Somewhere
where dreams seldom last...
"Did you hear what that drunkard in the corner was howling about?"
"Aye, he wouldn’t shut up about lizards, rats and undead dragons. The man's a total lunatic."
Normally, I'd agree. But yesterday in the Coastwood, I overheard two shadowy figures whispering about a lizardman hiding in Ab'Dendriel. When I asked Llathriel, she said I’m too young for such things - then added that some life-weary souls had gone there to enter the Hellgate of their own will, never to return. Rumour has it that an ancient power stirs behind it. I think she meant to scare me, yet she sounded deadly serious.
"So you actually think there’s something to it? Well then, time to show Daddy that spoilt brats can be heroes after all. I'm in - let's slay some villains and save a few maidens while we're at it."

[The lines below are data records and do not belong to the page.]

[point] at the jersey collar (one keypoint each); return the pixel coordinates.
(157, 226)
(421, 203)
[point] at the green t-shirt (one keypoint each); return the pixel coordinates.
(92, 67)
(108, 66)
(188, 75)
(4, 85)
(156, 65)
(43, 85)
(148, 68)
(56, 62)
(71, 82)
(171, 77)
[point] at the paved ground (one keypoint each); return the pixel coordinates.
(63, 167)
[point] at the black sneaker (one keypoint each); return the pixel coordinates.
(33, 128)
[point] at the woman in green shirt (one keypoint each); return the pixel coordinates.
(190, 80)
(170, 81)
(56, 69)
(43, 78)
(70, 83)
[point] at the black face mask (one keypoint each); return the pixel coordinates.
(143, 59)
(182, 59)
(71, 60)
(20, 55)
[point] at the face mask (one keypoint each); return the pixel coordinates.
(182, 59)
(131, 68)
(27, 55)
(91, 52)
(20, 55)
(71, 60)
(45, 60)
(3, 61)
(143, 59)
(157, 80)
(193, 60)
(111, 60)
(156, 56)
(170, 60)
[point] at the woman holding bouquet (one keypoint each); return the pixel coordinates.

And with that, they were sold. Two would-be adventurers drunk on the idea of glory, armed with more confidence than sense. They left before dawn, their boots still shining and their swords barely dull enough to cut bread.


Elsewhere in the same woods, another man was hunting something real.

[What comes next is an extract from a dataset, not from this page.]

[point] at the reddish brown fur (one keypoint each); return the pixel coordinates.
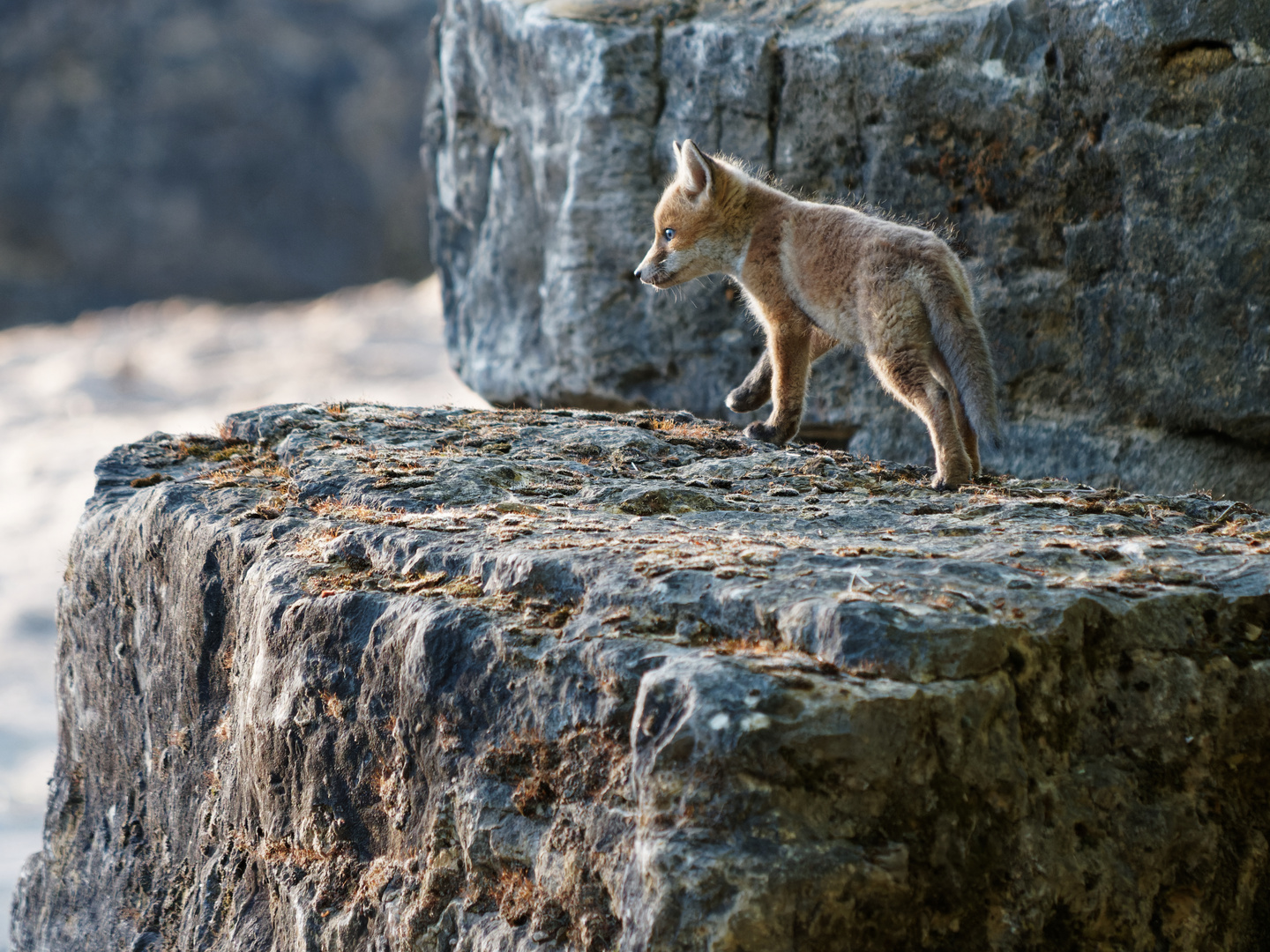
(817, 276)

He remembered the sailor’s tale. The place, the scent, the promise of something old and cold beneath the trees.
They called him Scarface. The name had decades on it. The hole in his chest did not. A stranger's bolt had found him days ago; the wound still pulsed like a second heart.
His eyes carried the dim shine of someone who had seen too much and cared too little. For sure, he was not seeking glory. Heroes chase legends; hunters chase blood.
Ab'Dendriel disgusted him. Too pure, too polished, too certain of its own goodness. The elves kept their hands clean; he made a living from what their hands wouldn't touch - dirt, bones, and corrupted magic.


That night, fate, or something equally foolish, wove some different stories together.
The two boys crept through the undergrowth, whispering about honour and destiny, loud enough for even the trees to roll their eyes.
Then a man stepped out of the dark. Scarface. No warning, no mercy in his eyes, just the quiet certainty of someone who has already buried too many people to bother counting.
They froze. He studied them for a moment, like a hunter sizing up sick prey.
"So," he said, his voice dry as ash, "the necromancer sends children now? His assassins used to be braver."
That was all it took.
The first boy dropped his weapon; the second tried to speak but only managed a whimper. Then they both bolted, stumbling through roots and branches, tripping over their own courage, panic leaking from every breath. One of them started crying. Maybe both.
Scarface did not move. He watched them vanish into the dark, listened to the noise fade into nothing, then shook his head.
"Pathetic," he muttered.
He crouched beside a patch of disturbed soil. Something caught the moonlight. A scale, slick and recently shed.
"The green-skin is near," he said quietly. "Very near."
The forest did not answer. It was still laughing at the unsung heroes of Ab'Dendriel.